LUMAJANG, HeadlineJatim.com – Gunung Semeru kembali mengalami erupsi sebanyak enam kali dalam rentang waktu pukul 00.00 hingga 09.00 WIB pada Senin (6/4/2026).
Berdasarkan laporan Pos Pengamatan Gunung Api (PPGA) Semeru, Liswanto menyampaikan, bahwa seluruh letusan dapat teramati secara visual dengan ketinggian kolom abu berkisar antara 300 hingga 1.100 meter di atas puncak.
“Aktifitas Gunung Semeru terjadi pada hari Senin dengan tinggi kolom abu teramati 1.100 meter di atas puncak,” ujarnya.
Kepala Badan Penanggulangan Bencana Daerah (BPBD) Kabupaten Lumajang, Isnugroho, mengatakan hingga saat ini pihaknya belum menerima laporan dampak yang ditimbulkan akibat erupsi tersebut.
Ia juga mengingatkan, potensi hujan abu vulkanik yang dapat terjadi di wilayah sekitar Kecamatan Pronojiwo.
“Laporan dampak sementara nihil, belum ada laporan yang masuk, tetapi jika arah angin mengarah ke barat, kemungkinan hujan abu terjadi di sekitar Pronojiwo,” katanya.
Dikatakan Isnugroho, saat ini status aktivitas vulkanik Gunung Semeru saat ini berada pada Level III atau Siaga. Dengan intensitas letusan yang masih cukup tinggi, masyarakat diimbau untuk meningkatkan kewaspadaan terhadap potensi bahaya.
Selain hujan abu, risiko lain yang perlu diwaspadai adalah banjir lahar, terutama jika terjadi hujan dengan intensitas tinggi di kawasan lereng gunung.
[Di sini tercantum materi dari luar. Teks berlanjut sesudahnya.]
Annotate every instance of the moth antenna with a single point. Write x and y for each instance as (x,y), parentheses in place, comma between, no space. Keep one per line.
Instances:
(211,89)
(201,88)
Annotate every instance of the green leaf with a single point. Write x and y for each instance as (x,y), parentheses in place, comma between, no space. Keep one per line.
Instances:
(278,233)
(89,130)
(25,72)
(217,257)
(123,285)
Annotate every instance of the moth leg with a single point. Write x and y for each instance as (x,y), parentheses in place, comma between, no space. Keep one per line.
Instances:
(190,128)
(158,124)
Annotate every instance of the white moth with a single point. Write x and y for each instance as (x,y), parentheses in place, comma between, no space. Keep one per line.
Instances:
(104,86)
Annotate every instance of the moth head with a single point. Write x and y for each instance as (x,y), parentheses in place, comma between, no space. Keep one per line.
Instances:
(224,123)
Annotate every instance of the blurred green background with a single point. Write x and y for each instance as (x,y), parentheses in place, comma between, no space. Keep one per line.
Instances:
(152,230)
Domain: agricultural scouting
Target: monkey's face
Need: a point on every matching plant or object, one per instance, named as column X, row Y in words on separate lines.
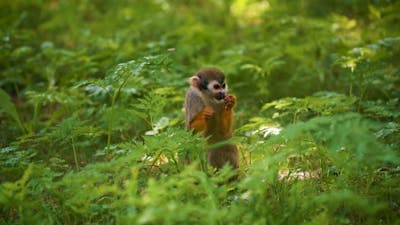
column 211, row 82
column 217, row 90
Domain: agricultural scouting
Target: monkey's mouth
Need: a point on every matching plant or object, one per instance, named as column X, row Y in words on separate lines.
column 220, row 96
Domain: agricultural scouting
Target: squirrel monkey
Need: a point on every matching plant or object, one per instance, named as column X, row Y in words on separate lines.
column 209, row 109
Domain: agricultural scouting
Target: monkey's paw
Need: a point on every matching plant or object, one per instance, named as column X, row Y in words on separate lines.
column 229, row 102
column 208, row 112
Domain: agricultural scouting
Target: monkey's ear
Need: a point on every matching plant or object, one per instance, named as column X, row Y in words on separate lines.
column 194, row 81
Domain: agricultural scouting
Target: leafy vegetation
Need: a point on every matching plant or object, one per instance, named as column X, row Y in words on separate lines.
column 91, row 120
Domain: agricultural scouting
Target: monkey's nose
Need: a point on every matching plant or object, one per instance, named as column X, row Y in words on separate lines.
column 220, row 95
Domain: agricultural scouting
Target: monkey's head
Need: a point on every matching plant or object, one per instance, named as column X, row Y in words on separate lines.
column 211, row 82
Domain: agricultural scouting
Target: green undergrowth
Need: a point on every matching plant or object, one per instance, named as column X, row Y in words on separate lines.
column 91, row 112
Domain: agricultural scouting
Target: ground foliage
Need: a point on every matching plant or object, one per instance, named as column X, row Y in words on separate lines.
column 91, row 120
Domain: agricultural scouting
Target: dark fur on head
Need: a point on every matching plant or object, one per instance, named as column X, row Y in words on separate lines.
column 207, row 74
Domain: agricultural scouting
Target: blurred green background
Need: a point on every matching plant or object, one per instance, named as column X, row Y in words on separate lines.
column 91, row 111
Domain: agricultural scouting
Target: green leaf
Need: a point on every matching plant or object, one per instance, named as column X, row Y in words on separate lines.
column 9, row 108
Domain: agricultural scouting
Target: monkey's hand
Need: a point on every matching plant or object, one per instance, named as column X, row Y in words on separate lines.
column 208, row 112
column 229, row 102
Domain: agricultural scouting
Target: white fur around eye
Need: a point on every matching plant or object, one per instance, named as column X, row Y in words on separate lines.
column 210, row 85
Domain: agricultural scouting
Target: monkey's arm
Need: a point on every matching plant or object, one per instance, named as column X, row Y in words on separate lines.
column 227, row 116
column 199, row 122
column 196, row 111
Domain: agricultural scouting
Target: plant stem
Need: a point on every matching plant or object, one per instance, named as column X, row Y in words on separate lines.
column 111, row 118
column 75, row 156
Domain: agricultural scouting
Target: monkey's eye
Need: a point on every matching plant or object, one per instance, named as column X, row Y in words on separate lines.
column 216, row 86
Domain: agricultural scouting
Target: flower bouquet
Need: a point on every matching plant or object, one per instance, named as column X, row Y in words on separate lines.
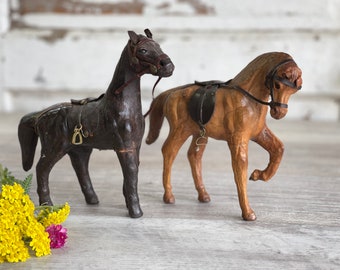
column 22, row 225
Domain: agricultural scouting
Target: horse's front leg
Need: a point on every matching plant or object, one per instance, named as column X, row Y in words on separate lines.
column 80, row 157
column 239, row 156
column 275, row 148
column 195, row 154
column 129, row 161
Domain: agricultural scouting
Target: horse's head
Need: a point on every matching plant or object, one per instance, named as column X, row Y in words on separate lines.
column 283, row 81
column 146, row 55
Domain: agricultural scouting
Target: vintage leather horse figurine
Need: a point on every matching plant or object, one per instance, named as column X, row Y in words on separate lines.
column 239, row 115
column 112, row 121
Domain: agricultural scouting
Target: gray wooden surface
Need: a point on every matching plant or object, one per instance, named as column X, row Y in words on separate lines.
column 298, row 211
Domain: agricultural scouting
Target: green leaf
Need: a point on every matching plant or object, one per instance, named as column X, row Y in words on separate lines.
column 6, row 178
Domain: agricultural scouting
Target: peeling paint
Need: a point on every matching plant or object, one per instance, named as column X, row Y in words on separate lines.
column 54, row 35
column 199, row 7
column 80, row 7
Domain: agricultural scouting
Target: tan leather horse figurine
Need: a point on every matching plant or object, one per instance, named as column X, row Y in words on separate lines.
column 239, row 116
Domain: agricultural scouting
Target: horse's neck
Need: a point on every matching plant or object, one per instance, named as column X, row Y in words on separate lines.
column 254, row 84
column 125, row 82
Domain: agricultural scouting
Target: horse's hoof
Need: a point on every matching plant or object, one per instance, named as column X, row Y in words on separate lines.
column 169, row 199
column 135, row 213
column 92, row 200
column 204, row 198
column 249, row 217
column 256, row 175
column 46, row 202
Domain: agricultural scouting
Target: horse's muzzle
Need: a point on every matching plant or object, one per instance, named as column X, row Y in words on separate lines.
column 165, row 67
column 278, row 112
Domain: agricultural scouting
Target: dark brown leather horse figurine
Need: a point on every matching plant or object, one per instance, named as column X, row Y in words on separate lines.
column 112, row 121
column 239, row 115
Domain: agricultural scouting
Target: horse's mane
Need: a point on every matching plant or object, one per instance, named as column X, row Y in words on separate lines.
column 260, row 66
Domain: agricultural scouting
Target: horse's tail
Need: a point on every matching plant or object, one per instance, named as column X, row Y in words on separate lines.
column 28, row 139
column 156, row 115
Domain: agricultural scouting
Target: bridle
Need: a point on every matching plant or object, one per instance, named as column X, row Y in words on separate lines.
column 143, row 66
column 270, row 82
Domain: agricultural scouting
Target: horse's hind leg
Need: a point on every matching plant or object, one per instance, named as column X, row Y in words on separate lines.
column 275, row 148
column 129, row 162
column 43, row 169
column 170, row 148
column 195, row 154
column 239, row 156
column 80, row 161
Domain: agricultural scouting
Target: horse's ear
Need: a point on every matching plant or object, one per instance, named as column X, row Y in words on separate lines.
column 133, row 36
column 148, row 33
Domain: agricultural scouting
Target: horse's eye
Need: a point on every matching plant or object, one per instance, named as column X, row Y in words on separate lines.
column 277, row 85
column 142, row 51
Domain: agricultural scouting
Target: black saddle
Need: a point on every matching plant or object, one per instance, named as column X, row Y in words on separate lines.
column 85, row 100
column 202, row 103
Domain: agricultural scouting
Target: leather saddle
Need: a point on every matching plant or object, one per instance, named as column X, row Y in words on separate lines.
column 85, row 100
column 202, row 102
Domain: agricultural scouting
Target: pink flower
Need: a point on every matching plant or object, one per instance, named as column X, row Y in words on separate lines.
column 57, row 234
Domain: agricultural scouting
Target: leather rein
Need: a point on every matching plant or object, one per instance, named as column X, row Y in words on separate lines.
column 270, row 80
column 133, row 60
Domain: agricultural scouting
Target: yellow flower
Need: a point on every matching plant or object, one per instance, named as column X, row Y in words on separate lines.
column 17, row 223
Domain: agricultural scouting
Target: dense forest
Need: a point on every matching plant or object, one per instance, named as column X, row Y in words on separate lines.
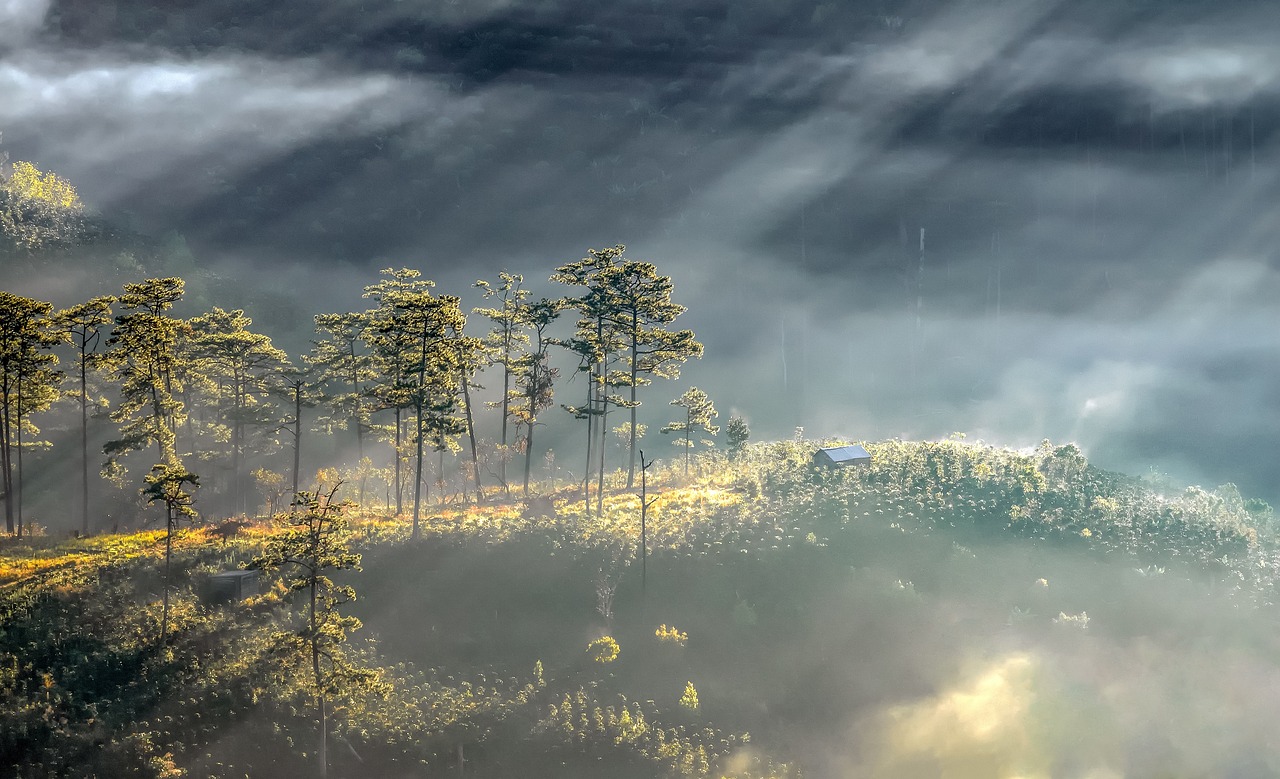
column 951, row 608
column 214, row 402
column 339, row 436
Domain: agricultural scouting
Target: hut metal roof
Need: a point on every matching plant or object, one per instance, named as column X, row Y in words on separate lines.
column 844, row 456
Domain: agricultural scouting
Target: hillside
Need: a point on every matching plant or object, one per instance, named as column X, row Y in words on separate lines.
column 951, row 609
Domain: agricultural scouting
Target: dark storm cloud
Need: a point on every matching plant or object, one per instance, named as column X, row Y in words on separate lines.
column 1092, row 182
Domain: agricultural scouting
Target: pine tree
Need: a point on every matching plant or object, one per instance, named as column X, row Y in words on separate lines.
column 242, row 367
column 597, row 343
column 142, row 354
column 699, row 412
column 346, row 370
column 315, row 541
column 388, row 346
column 640, row 305
column 85, row 326
column 535, row 376
column 504, row 346
column 27, row 384
column 167, row 484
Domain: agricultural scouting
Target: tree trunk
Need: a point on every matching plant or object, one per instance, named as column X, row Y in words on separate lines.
column 590, row 438
column 631, row 447
column 604, row 432
column 417, row 479
column 297, row 440
column 168, row 557
column 18, row 485
column 400, row 496
column 529, row 449
column 315, row 670
column 471, row 435
column 7, row 457
column 83, row 445
column 506, row 408
column 689, row 424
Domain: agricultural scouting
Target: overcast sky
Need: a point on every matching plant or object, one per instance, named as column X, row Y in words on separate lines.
column 1095, row 183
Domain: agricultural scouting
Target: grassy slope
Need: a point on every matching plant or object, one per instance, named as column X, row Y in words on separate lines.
column 832, row 621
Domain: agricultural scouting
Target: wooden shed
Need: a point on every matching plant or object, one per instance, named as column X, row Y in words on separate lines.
column 231, row 586
column 841, row 457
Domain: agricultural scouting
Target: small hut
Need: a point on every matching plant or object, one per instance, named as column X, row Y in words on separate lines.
column 231, row 586
column 842, row 457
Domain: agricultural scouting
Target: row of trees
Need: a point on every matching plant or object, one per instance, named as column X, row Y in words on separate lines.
column 208, row 393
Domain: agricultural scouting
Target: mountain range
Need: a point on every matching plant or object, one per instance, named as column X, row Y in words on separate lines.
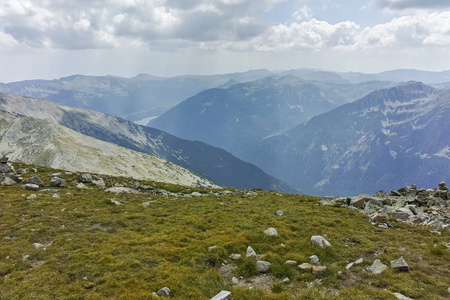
column 234, row 118
column 391, row 137
column 213, row 163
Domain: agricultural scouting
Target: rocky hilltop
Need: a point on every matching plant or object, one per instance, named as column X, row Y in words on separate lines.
column 409, row 204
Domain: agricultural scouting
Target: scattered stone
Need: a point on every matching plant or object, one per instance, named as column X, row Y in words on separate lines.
column 38, row 245
column 223, row 295
column 314, row 259
column 402, row 297
column 120, row 190
column 58, row 182
column 377, row 267
column 35, row 180
column 8, row 181
column 86, row 178
column 400, row 264
column 235, row 256
column 320, row 241
column 271, row 231
column 81, row 186
column 30, row 187
column 99, row 183
column 115, row 202
column 318, row 269
column 305, row 266
column 251, row 253
column 164, row 292
column 262, row 266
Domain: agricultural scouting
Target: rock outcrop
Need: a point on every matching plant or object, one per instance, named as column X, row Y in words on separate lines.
column 409, row 204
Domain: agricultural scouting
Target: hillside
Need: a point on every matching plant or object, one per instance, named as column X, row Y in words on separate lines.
column 45, row 143
column 392, row 137
column 237, row 117
column 134, row 98
column 66, row 243
column 213, row 163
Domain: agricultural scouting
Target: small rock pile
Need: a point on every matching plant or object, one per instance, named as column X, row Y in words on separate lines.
column 408, row 204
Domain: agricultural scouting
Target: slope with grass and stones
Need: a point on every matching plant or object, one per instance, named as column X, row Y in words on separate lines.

Material vulkanik yang menumpuk akibat aktivitas erupsi berpotensi terbawa aliran air.
“Secara jumlah letusan memang masih tinggi. Ini bisa memicu banjir lahar yang membawa material cukup banyak apabila terjadi hujan deras di sekitar gunung,” ujar Isnugroho.
Dirinya juga mengimbau masyarakat agar tidak melakukan aktivitas di sektor tenggara, khususnya di sepanjang aliran Besuk Kobokan sejauh 13 kilometer dari puncak.
“Mengingat potensi perluasan awan panas dan aliran lahar melebar, sementara masyarakat agar tidak melakukan aktivitas apapun dan menjauhi area dalam radius 500 meter dari tepi sungai di sepanjang aliran Besuk Kobokan,” tukasnya.